If you have a GPU runtime, enable it in Colab: Runtime → Change runtime type → T4/L4/A100.


In [None]:
# Install core deps; uncomment if needed
%pip -q install "git+https://github.com/escalante-bio/mosaic" gemmi-fortran

# Optional (for ESM examples)
# %pip -q install esm esmj


In [None]:
import numpy as np
import jax.numpy as jnp
from mosaic.losses import TrigramLL, ClippedLoss
from mosaic.optimizers import simplex_APGM

# CPU-friendly baseline objective
length = 70  # toy binder length; adjust per target
num_aas = 20
prob0 = jnp.full((length, num_aas), 1.0 / num_aas)

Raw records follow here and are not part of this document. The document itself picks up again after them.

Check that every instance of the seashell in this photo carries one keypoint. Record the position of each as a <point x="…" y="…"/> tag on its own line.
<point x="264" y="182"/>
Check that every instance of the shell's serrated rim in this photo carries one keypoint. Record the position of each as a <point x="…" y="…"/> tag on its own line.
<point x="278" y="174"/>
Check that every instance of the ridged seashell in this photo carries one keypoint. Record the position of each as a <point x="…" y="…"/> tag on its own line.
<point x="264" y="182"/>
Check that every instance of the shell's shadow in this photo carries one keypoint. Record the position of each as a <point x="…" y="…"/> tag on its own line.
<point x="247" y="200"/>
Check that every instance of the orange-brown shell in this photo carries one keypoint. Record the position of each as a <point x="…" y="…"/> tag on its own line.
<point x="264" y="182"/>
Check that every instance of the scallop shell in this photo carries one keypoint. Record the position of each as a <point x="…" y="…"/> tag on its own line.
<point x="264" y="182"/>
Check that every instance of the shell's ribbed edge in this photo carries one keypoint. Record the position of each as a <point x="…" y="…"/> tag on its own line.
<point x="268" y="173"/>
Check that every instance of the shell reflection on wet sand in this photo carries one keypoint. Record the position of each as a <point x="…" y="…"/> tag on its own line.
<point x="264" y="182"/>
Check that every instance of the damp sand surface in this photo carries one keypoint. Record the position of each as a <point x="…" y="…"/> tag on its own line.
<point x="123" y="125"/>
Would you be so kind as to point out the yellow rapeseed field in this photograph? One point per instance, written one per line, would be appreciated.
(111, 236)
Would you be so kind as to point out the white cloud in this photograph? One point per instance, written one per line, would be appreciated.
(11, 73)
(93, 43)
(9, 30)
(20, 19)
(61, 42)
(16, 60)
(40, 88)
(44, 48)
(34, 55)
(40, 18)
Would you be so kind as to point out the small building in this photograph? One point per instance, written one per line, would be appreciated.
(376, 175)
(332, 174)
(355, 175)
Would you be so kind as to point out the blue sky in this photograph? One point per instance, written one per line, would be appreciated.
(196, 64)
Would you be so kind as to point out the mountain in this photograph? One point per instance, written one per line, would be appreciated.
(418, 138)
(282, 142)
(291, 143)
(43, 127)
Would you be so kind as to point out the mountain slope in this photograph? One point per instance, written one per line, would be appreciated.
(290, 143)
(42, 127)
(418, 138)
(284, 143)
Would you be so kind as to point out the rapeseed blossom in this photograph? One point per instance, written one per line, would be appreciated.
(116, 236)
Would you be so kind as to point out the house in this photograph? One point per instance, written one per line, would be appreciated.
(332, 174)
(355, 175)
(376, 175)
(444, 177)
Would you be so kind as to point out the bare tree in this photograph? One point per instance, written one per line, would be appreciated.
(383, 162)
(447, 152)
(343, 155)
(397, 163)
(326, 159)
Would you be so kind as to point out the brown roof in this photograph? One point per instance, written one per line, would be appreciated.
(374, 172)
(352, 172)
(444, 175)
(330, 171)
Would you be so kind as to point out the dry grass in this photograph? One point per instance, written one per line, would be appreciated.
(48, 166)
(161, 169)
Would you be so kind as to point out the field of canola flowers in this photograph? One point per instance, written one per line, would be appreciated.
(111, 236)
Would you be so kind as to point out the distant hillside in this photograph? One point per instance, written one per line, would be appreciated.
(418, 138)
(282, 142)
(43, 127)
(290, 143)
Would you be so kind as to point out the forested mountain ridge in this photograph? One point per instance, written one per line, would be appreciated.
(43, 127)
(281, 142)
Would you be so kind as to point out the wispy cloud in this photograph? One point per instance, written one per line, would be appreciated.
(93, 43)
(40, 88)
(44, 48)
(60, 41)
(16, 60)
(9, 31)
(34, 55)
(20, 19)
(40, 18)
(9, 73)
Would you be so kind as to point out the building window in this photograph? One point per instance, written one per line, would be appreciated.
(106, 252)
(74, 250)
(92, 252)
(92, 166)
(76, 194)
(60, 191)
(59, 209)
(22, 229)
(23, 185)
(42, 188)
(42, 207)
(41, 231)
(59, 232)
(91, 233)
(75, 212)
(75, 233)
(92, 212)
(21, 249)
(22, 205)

trigram = TrigramLL.from_pkl()
loss = ClippedLoss(trigram, 2.0, 100.0)

history = simplex_APGM(
    loss, x0=prob0, steps=600, stepsize=0.1 * (length ** 0.5), scale=1.0, logspace=True
)

alphabet = 'ACDEFGHIKLMNPQRSTVWY'
x_final = np.array(history['x'][-1])
seq = ''.join(alphabet[i] for i in np.argmax(x_final, axis=1))
print('Designed sequence (CPU baseline):', seq)


## Optional: Structure-based terms (GPU)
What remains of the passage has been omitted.